The weather itself, needless to say, also was a factor in lighter crowds at Siesta Beach, Mruczek noted.
Speaking of Hermine …
Amid periodic squalls on Aug. 31, as Hermine began gathering herself into a full-blown tropical storm, Siesta Key Association Second Vice President Catherine Luckner announced that because of concern about safety issues related to weather and road conditions, the board members had decided “regretfully [to] cancel our monthly meeting scheduled for Thursday, Sept. 1, at 4:30 p.m.”
The next SKA meeting will be held on Oct. 6 at 4:30 p.m. at St.
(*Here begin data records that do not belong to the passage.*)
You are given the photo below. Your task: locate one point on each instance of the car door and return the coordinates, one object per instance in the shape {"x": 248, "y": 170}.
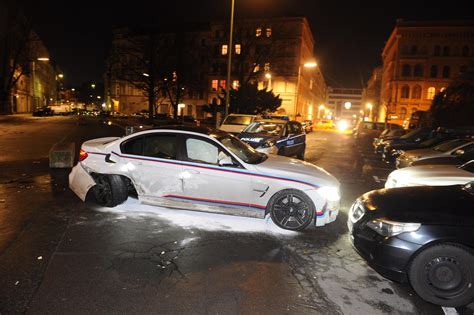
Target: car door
{"x": 152, "y": 163}
{"x": 211, "y": 187}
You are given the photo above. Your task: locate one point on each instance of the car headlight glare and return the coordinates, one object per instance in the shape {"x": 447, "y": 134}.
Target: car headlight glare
{"x": 389, "y": 228}
{"x": 330, "y": 193}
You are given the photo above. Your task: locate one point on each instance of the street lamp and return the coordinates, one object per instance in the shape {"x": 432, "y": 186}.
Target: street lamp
{"x": 309, "y": 64}
{"x": 369, "y": 107}
{"x": 229, "y": 61}
{"x": 269, "y": 77}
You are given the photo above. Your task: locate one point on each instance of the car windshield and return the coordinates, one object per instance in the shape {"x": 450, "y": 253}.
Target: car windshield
{"x": 450, "y": 145}
{"x": 244, "y": 151}
{"x": 265, "y": 127}
{"x": 238, "y": 120}
{"x": 469, "y": 166}
{"x": 410, "y": 134}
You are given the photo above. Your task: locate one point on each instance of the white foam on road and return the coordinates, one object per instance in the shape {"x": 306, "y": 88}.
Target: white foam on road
{"x": 188, "y": 219}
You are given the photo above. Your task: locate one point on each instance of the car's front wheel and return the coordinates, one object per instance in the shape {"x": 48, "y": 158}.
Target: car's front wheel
{"x": 291, "y": 209}
{"x": 110, "y": 191}
{"x": 444, "y": 274}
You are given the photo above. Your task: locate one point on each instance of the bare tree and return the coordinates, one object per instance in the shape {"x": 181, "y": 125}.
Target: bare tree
{"x": 16, "y": 42}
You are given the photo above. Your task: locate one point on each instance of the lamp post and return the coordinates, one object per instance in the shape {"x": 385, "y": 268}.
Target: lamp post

Boniface Episcopal Church on Midnight Pass Road.
In the coming weeks, Luckner added, “we’ll post [on the SKA website, www.siestakeyassociation.com] updates to ongoing projects, issues and concerns you’ve shared ….”
A holdup with the force main work
Jack Gibson, a county project manager overseeing the construction of the new sewer main and water main to Siesta from the mainland, notified island residents last week that staff has been trying to figure out an issue in the project area on the Siesta Cove Drive cul-de-sac. It appeared settlement of the material may be leading to vibrations in the neighborhood, he indicated.
Therefore, he wrote in a Sept. 2 email, the installation of pipes that will be part of the temporary force main system was on hold last week.
This week, he announced in a regular update to affected residents, delivery of pipes and other materials to the Phillippi Estate Park staging area and the cul-de-sac on Siesta Cove Drive would continue, but the installation would remain on hold.
“Noise and settlement monitoring shall continue,” he concluded his email.
The ‘joys’ of Village maintenance
As the liaison between the SKVA and the Siesta Key Village Maintenance Corp. — which is responsible for funding the Village upkeep — Michael Shay has to deal with more than just making sure everything looks good.
One example of ancillary matters arose during a recent SKVA meeting.
Shay explained that he received a letter from a woman who had hit one of the bollards on Ocean Boulevard that provides light at Village crosswalks. The incident occurred in May, he noted. It was the second time the bollard near the Coldwell Banker real estate office had suffered that fate, he added.
The woman wrote that her car had sustained $2,500 in damage from the collision. “She claims that she didn’t knock it over,” Shay said. “She said the bollard hit her.”
“Of course. It jumped out,” Peter van Roekens, the Terrace East Condominium Association representative to the SKVA, replied with a smile.
When Shay talked with the woman, he continued, he told her he was going to pass along her information to the county department that handles such issues. Then she told Shay, “‘well, maybe I don’t need to get paid for [the damage].’”
County staff works with Shay and the Maintenance Corp. on the Village upkeep. The county paid for the bollards a couple of years ago. Two new ones were on order, Shay noted.